2. In the information processing apparatus according to claim 1, In the aforementioned receiving process, the robot further receives work data related to the work performed by the robot, which is work data collected by the robot. In the aforementioned specific processing, based on the work data and the second trained model, change information for changing the control amount of the robot is identified. The second pre-trained model is a model that has been trained to learn the relationship between the work data and the change information. In the transmission process, the change information is transmitted to the robot. Information processing device.
3. In the information processing apparatus according to claim 2, The control unit is further configured to perform a learning process, In the aforementioned learning process, the second trained model is retrained using the aforementioned working data. Information processing device.
4. In the information processing apparatus according to claim 1, In the aforementioned specific processing, the work instruction data is generated based on the object information and the first trained model. Information processing device.
5. In the information processing apparatus according to claim 1, The aforementioned work instruction data includes at least one of the following: work information, environmental information, movement information, work information, and inspection information. Information processing device.

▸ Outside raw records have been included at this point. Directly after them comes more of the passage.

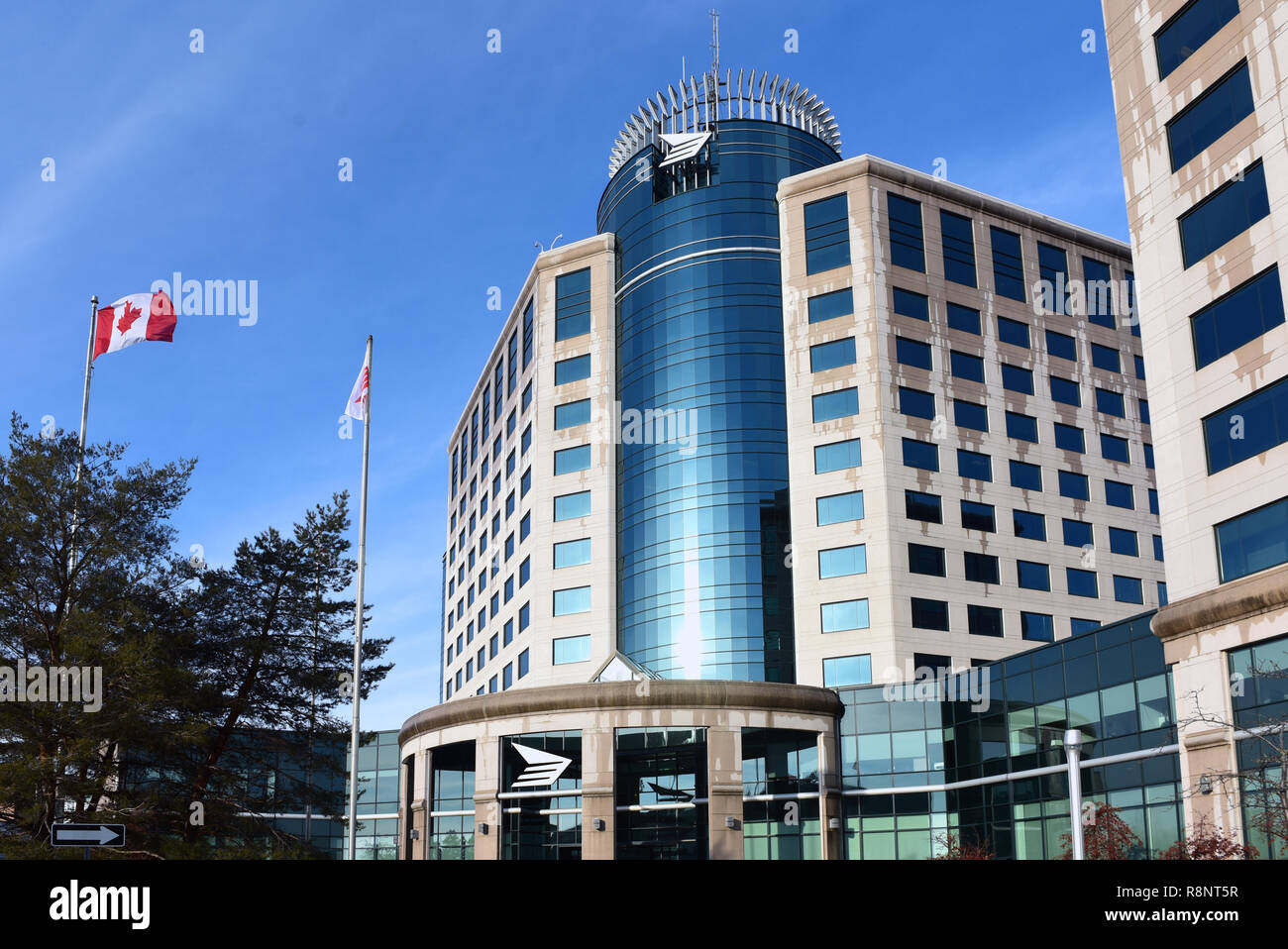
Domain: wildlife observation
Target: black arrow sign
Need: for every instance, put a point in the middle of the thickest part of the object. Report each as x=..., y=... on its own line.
x=88, y=834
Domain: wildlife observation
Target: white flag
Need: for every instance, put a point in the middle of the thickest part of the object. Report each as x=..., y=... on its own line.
x=357, y=407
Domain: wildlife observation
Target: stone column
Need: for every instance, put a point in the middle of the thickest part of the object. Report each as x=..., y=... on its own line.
x=724, y=791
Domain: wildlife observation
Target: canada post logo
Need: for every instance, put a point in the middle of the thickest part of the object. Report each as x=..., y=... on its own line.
x=542, y=768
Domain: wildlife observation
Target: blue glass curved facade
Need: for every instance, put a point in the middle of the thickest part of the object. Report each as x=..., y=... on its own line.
x=702, y=525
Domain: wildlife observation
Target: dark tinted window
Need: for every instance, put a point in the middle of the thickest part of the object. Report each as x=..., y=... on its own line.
x=1025, y=475
x=958, y=248
x=1224, y=215
x=1247, y=428
x=1185, y=33
x=907, y=244
x=1008, y=264
x=827, y=235
x=1239, y=317
x=1210, y=116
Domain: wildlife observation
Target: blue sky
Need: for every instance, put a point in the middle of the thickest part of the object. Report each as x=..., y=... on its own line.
x=223, y=165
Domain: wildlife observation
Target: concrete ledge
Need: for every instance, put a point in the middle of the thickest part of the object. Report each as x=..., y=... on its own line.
x=1249, y=596
x=664, y=692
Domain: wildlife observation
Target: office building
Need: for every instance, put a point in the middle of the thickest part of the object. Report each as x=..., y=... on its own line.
x=787, y=428
x=1198, y=90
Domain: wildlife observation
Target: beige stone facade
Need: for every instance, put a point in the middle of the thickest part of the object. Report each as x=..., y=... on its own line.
x=892, y=639
x=1209, y=617
x=472, y=667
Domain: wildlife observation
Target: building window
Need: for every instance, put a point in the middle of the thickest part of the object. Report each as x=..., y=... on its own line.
x=912, y=353
x=1119, y=494
x=842, y=562
x=1209, y=117
x=572, y=369
x=907, y=243
x=837, y=509
x=922, y=455
x=568, y=460
x=974, y=465
x=848, y=614
x=1037, y=627
x=1025, y=476
x=1013, y=333
x=568, y=506
x=572, y=600
x=965, y=366
x=1054, y=274
x=982, y=568
x=838, y=303
x=572, y=553
x=983, y=621
x=1008, y=265
x=1081, y=582
x=1184, y=35
x=1224, y=214
x=1031, y=576
x=837, y=456
x=1111, y=403
x=572, y=413
x=1243, y=314
x=1021, y=428
x=915, y=403
x=1069, y=438
x=1077, y=533
x=978, y=516
x=958, y=237
x=827, y=233
x=1099, y=292
x=1247, y=428
x=921, y=506
x=970, y=415
x=1065, y=390
x=1115, y=449
x=571, y=649
x=1122, y=541
x=829, y=356
x=1074, y=485
x=846, y=670
x=1017, y=378
x=1106, y=359
x=1127, y=589
x=925, y=559
x=1029, y=525
x=836, y=404
x=572, y=305
x=928, y=614
x=910, y=304
x=1253, y=541
x=964, y=318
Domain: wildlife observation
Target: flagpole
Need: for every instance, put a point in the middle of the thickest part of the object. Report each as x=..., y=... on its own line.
x=357, y=636
x=80, y=452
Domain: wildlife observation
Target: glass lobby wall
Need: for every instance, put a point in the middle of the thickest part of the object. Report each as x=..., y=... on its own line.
x=451, y=818
x=541, y=827
x=780, y=789
x=661, y=793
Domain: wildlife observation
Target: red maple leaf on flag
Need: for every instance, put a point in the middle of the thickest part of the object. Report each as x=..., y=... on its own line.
x=128, y=317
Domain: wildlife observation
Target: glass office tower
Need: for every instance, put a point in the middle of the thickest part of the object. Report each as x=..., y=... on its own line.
x=702, y=519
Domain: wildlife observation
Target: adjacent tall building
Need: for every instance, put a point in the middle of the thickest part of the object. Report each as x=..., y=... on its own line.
x=1199, y=90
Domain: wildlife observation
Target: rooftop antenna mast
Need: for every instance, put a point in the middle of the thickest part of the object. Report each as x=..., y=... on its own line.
x=713, y=97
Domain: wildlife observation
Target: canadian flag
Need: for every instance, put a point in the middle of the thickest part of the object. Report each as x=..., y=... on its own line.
x=357, y=406
x=133, y=318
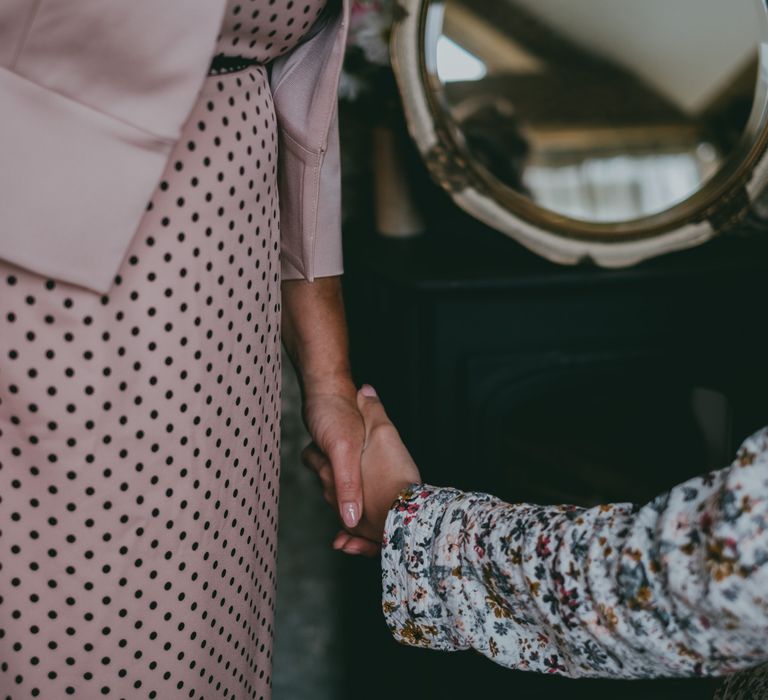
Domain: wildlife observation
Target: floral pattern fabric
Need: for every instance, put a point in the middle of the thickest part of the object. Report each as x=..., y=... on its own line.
x=678, y=587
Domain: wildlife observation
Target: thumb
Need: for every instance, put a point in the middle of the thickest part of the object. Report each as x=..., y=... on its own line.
x=371, y=409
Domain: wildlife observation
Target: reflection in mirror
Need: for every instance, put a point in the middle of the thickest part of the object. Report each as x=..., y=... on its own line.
x=599, y=110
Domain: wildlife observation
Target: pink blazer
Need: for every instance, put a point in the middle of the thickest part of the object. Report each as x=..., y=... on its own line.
x=93, y=96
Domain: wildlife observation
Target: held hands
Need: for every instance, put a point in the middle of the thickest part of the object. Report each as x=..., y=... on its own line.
x=386, y=469
x=336, y=426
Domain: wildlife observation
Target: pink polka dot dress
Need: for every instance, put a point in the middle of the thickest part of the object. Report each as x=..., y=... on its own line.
x=139, y=431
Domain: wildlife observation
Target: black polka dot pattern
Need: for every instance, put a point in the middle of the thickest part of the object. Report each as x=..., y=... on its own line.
x=139, y=430
x=264, y=29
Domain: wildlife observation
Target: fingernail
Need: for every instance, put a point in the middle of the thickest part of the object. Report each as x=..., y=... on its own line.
x=350, y=513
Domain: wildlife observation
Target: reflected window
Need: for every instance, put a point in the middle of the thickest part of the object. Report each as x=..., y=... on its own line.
x=455, y=63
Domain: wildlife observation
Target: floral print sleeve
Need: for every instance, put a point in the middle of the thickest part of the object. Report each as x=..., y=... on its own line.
x=678, y=587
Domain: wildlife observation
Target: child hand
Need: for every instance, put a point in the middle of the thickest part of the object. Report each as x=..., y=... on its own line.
x=386, y=468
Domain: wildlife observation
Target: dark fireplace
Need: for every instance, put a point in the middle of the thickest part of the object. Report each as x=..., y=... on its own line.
x=541, y=383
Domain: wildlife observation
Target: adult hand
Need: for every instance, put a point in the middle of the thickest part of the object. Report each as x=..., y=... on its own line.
x=334, y=422
x=387, y=468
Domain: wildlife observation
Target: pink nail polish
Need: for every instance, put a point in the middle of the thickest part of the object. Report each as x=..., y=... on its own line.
x=351, y=514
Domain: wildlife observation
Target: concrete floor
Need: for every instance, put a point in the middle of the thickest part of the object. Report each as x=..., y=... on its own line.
x=307, y=649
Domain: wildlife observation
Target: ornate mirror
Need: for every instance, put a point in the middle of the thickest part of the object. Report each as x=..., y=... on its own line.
x=603, y=130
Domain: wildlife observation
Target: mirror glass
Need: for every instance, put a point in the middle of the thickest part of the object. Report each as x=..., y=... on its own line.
x=597, y=110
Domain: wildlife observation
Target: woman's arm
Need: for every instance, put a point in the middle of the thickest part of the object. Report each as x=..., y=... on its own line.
x=676, y=588
x=315, y=336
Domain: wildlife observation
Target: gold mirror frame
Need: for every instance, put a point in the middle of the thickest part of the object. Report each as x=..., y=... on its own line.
x=718, y=206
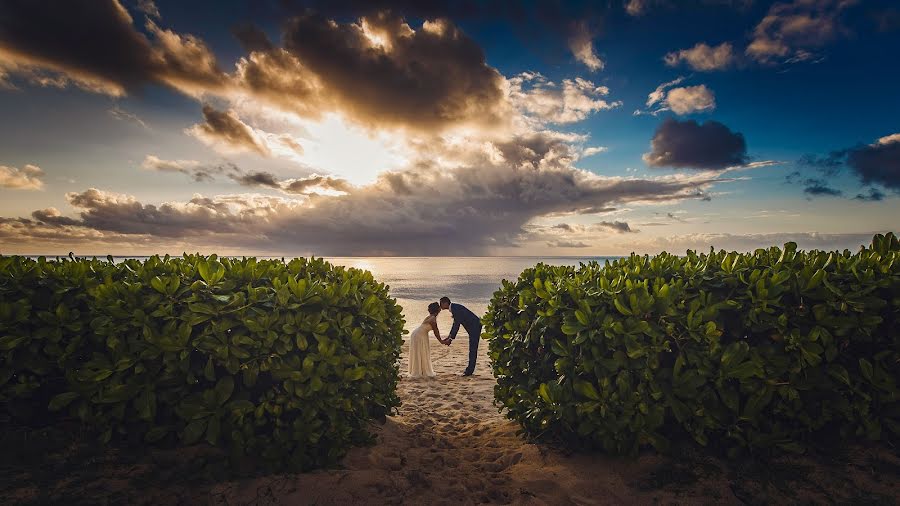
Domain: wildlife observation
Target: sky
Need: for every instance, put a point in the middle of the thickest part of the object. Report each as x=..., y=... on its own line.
x=446, y=128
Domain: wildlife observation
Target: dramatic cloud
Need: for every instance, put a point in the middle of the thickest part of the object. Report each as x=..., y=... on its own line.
x=582, y=45
x=874, y=195
x=567, y=244
x=681, y=100
x=688, y=144
x=690, y=99
x=750, y=242
x=593, y=151
x=790, y=30
x=149, y=8
x=194, y=169
x=659, y=94
x=311, y=185
x=818, y=188
x=876, y=163
x=616, y=226
x=702, y=57
x=94, y=45
x=123, y=115
x=635, y=7
x=315, y=184
x=425, y=209
x=381, y=71
x=52, y=216
x=226, y=130
x=548, y=102
x=26, y=178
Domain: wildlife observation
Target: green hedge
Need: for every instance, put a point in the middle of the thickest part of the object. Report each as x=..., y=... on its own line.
x=287, y=361
x=779, y=349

6. Information processing method, The information processing device comprises each of the processes described in any one of claims 1 to 5. Information processing methods.
7. It is an information processing program, The information processing device described in any one of claims 1 to 5 is configured to cause a computer to execute each of the processes described in that device. Information processing program.
8. A robot configured to be connectable to an information processing device and capable of autonomously working on objects, Equipped with a control unit, The control unit is configured to perform acquisition processing, connection processing, transmission processing, reception processing, identification processing, and execution processing. In the acquisition process described above, a mark attached to the object, which has object information relating to the object and has connection information for connecting to the information processing device, is captured, and image data including the mark is acquired. In the connection process, based on the connection information, the information processing device is connected, In the transmission process, the image data is transmitted to the information processing device. In the reception process, work instruction data identified by the information processing device, which is work instruction data for autonomous work, is received from the information processing device. In the aforementioned specific process, the work instruction data is decoded to identify the action to be performed. In the execution process described above, the identified operation is performed. robot.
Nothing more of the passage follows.